Tuesday, July 7, 2009

Cha-cha-changes

Yep, and there's a ton of them. Which means, I'm not dealing too well. It's always a crap shoot with me. Sometimes I do ok, others...not so much.
First my computer crapped out. I now have a new one, but my dad won't tell me what I'm paying his friend for it.

Then, I realized that I'm going to have to replace almost all of my claying supplies. That sucks.

Then there's been other things, but I just don't wanna talk about it right now.

On the good side of things......

I'm sooooo enjoying having my own space. It feels so good.

I can be me again. I get treated like an adult here, which totally blows my mind, it's been so long. I can have people over, people stay over, stay on the computer for 14 hours if I want to. I'm so enjoying myself.

My 2 year old niece and my sister moved in. Her shitty ass boyfriend kicked them out. That's right, he kicked out a 20 year old woman (who only works part time because that's what HE wanted) and her 2 year old daughter in the middle of the night. If it wouldn't start crap, I'd post his full name, address and phone number so everyone could let him know what an ASS he is.

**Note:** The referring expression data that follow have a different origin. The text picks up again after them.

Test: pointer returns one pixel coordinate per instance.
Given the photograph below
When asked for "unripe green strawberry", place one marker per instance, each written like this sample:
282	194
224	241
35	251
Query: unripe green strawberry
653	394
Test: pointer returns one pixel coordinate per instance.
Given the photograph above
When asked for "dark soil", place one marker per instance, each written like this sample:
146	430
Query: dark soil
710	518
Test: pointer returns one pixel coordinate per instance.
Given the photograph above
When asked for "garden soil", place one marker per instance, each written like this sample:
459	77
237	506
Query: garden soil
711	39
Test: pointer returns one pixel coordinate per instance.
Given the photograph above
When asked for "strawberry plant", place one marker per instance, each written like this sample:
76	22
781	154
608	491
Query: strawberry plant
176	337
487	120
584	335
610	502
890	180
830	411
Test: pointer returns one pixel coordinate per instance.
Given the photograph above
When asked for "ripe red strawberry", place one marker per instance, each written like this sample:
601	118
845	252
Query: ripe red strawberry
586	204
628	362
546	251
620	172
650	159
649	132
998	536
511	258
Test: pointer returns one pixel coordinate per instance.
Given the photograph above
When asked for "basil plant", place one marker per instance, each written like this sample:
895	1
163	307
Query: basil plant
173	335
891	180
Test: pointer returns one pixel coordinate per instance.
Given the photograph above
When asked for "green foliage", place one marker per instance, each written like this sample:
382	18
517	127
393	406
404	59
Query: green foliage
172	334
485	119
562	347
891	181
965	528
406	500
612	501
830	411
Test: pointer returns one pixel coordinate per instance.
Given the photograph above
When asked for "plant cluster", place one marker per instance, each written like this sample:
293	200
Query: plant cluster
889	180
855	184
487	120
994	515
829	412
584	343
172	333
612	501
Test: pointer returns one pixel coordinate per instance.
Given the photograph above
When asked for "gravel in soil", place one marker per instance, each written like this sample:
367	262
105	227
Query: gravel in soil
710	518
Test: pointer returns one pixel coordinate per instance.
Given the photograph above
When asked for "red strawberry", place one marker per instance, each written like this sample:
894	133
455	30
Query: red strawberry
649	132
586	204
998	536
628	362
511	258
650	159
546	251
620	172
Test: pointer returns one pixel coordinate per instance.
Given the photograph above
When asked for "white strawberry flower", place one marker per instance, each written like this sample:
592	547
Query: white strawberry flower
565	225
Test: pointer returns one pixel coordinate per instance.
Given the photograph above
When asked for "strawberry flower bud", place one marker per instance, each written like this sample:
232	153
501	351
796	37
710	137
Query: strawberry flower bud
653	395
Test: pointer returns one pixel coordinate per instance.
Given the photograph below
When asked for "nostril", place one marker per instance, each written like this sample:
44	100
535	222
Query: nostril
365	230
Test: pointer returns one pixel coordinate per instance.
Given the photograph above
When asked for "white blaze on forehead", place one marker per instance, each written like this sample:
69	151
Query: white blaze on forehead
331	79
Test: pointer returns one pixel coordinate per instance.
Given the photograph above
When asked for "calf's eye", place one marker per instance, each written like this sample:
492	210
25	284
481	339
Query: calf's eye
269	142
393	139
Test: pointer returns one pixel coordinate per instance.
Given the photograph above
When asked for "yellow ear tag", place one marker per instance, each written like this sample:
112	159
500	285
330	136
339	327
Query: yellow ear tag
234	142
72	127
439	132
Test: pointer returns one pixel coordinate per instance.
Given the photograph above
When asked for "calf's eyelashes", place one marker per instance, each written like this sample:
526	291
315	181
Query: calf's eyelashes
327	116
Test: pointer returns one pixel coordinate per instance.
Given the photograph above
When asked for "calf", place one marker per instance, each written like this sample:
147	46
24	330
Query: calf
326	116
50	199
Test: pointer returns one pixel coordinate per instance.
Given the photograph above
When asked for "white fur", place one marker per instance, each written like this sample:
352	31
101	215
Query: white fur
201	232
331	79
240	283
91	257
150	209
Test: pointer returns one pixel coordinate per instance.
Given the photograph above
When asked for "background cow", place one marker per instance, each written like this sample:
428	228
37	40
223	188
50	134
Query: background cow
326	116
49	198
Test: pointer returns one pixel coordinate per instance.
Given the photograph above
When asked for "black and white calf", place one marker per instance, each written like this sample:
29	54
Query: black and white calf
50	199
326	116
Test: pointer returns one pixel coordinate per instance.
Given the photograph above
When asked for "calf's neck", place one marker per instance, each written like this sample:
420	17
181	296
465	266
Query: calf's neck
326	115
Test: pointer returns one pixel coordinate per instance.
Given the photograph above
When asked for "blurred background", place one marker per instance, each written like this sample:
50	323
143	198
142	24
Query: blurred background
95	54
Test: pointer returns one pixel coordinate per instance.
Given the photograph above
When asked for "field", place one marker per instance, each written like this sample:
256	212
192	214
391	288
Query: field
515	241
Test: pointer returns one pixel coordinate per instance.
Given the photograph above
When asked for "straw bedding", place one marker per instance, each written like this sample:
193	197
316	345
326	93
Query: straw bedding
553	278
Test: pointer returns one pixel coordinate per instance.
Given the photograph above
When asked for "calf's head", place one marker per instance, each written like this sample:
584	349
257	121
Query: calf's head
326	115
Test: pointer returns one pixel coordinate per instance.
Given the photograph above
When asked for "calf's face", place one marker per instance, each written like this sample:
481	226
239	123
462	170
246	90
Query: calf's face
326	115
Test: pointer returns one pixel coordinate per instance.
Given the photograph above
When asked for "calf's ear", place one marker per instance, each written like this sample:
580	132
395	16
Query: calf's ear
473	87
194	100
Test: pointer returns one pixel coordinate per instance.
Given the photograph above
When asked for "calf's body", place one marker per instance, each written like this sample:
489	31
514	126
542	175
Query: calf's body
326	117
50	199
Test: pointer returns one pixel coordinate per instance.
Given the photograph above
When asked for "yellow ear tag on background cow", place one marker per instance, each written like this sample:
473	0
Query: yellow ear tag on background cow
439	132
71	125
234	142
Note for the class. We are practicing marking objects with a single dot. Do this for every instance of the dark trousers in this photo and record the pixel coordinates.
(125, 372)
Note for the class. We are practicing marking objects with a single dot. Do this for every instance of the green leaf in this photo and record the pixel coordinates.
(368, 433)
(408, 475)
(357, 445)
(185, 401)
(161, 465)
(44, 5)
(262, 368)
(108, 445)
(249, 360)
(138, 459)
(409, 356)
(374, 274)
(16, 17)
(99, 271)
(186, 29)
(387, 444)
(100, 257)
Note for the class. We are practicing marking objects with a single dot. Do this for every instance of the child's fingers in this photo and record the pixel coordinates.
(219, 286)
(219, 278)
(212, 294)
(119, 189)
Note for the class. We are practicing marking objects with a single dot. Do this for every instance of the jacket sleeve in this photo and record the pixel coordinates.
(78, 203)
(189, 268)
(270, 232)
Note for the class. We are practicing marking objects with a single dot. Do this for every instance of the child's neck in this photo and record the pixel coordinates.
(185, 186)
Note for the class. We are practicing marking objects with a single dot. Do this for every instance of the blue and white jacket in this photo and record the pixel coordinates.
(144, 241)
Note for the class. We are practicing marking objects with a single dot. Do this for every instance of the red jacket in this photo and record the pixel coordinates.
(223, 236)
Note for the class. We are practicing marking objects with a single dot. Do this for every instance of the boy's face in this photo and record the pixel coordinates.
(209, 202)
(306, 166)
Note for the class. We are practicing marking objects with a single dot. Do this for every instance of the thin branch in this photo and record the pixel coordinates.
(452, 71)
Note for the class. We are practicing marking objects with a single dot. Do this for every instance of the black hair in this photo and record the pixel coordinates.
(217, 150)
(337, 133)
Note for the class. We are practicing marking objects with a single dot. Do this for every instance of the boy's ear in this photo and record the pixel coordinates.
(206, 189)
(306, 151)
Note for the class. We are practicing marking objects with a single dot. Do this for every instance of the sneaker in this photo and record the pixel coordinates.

Ahem, so anyways, I'm getting to spend tons of time with my niece. She so smart and so happy. I didn't get to be around her much before, so I'm thankful to be making up for that.

I'm dating. Yeah, let me repeat that, I'm dating. Never thought that would happen. He's a really great guy and I can't believe how great we get along. We can talk about anything. He's really nice to me, which I of course have no clue how to deal with, lol. But he's wondeful, I absolutely adore him. I just wish I could get past the "waiting for it to blow up" thing. It's something I go thru when ever I get close to someone. *long sigh*

Well, I'm gonna cut this short. It's 3am and I really should be in bed.